Quelques remarques, d'une ironie qui au contraire de celle qui me rebute ne fait que souligner la nécessité de l'idéal, m'ont fait bien sourire. Comme ce moment où Morris Zapp, un des deux "héros", un Américain professeur de littérature et spécialiste de Jane Austen, s'emporte contre le style de ses éminents collègues prétendument savants : "N'importe quel imbécile (...) pouvait concocter des questions ; c'étaient les réponses qui distinguaient l'homme de l'enfant. Si vous ne parvenez pas à répondre à vos propres questions, c'est soit parce que vous ne les avez pas suffisamment creusées, soit parce que ce ne sont pas de vraies questions. Dans les deux cas, vous n'avez qu'à la fermer." (p. 68) Après un rire franc, un malaise, évidemment. Je sais bien de quel clan je suis, après tout.

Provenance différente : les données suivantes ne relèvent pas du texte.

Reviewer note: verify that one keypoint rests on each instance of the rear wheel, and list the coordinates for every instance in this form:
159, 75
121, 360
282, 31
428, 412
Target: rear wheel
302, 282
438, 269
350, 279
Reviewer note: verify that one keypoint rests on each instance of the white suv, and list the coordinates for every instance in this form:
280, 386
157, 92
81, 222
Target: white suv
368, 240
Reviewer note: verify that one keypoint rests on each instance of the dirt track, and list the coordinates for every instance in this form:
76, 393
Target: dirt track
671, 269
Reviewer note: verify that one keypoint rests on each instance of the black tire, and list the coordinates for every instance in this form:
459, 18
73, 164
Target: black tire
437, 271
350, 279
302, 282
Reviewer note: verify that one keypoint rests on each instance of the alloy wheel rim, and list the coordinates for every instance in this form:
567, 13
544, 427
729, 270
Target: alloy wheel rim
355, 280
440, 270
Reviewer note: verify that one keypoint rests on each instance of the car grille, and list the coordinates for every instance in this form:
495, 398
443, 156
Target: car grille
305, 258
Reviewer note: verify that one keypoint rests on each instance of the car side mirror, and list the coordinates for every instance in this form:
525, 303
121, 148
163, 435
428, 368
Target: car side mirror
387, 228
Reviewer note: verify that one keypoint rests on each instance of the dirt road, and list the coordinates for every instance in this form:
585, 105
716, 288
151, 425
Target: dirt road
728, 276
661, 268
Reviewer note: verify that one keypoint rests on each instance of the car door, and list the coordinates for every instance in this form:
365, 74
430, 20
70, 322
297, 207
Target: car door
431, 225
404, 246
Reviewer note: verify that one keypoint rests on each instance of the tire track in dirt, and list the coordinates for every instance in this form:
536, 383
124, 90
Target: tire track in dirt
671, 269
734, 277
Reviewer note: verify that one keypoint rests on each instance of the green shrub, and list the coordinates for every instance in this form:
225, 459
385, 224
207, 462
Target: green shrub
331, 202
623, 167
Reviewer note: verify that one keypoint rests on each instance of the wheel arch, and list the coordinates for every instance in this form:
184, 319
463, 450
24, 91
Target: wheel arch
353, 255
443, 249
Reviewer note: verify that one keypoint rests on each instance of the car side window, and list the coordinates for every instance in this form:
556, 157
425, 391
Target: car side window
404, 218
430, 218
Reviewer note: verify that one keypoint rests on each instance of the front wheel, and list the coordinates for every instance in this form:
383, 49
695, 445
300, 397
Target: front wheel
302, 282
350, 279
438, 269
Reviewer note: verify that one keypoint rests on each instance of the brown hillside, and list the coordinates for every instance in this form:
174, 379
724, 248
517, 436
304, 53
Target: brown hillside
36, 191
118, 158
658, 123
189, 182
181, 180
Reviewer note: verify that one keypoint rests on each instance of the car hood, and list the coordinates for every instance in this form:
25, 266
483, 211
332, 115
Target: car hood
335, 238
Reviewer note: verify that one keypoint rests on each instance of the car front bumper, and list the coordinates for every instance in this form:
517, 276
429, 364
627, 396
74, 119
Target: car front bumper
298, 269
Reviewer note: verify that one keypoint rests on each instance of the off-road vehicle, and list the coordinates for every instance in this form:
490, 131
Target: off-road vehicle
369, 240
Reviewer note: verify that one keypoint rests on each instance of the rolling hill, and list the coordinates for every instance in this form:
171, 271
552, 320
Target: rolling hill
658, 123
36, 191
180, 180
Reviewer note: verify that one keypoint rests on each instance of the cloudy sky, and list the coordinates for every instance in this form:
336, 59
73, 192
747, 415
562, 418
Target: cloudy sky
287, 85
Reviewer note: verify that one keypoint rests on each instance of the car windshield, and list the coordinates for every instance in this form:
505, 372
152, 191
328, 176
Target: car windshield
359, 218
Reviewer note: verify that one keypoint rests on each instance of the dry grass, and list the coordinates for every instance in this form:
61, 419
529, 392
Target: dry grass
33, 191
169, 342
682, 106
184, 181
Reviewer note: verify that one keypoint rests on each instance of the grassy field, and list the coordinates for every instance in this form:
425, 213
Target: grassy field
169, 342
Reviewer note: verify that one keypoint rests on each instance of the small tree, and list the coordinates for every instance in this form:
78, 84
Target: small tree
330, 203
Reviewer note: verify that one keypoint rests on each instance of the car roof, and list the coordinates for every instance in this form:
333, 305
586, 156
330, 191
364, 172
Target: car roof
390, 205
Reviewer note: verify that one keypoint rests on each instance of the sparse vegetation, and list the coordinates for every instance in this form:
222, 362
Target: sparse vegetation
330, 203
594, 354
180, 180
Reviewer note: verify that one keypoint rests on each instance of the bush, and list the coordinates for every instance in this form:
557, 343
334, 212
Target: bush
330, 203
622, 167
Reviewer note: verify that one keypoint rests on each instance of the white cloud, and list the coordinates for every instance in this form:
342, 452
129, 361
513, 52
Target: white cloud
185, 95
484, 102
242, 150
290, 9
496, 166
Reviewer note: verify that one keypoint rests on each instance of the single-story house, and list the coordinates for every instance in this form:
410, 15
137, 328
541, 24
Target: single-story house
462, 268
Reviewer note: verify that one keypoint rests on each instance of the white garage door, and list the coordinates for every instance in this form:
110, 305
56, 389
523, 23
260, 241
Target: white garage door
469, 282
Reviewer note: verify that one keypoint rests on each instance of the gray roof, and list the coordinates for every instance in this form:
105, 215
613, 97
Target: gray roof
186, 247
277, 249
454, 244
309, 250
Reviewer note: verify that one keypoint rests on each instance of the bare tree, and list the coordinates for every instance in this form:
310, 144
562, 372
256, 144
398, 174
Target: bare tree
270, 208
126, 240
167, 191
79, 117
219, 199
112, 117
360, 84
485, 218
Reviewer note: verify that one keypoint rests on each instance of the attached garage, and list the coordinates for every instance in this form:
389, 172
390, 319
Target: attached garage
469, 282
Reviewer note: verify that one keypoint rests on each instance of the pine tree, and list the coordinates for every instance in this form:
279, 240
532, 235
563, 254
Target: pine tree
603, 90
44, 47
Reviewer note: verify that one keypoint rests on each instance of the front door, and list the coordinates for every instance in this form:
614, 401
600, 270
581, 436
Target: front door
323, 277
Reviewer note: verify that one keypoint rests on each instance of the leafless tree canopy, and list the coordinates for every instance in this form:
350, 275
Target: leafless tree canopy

Ailleurs, j'ai trouvé pire encore. Ou mieux. "Aux yeux de Morris Zapp, toute erreur de critique provenait d'une confusion entre la littérature et la vie. La vie était transparente, la littérature opaque. La vie était un système ouvert, la littérature un système fermé. La vie était composée de choses, la littérature de mots. (...) (D)e toute évidence, si vous appliquez un système ouvert (la vie) à un système fermé (la littérature), les permutations possibles sont infinies et le commentaire définitif devient par là même une impossibilité." (p. 72) Cette fois, d'abord le sourcil qui fronce. Les postulats de base sont indiscutablement erronés. Et si la seconde partie de cet extrait semble bien vraie, ce n'est pas du tout, pour moi, un mal. Au contraire. 
Et alors vint le rire.
(David Lodge, Changement de décor, Paris, Rivages poche / Bibliothèque étrangère, 2005 (1991).)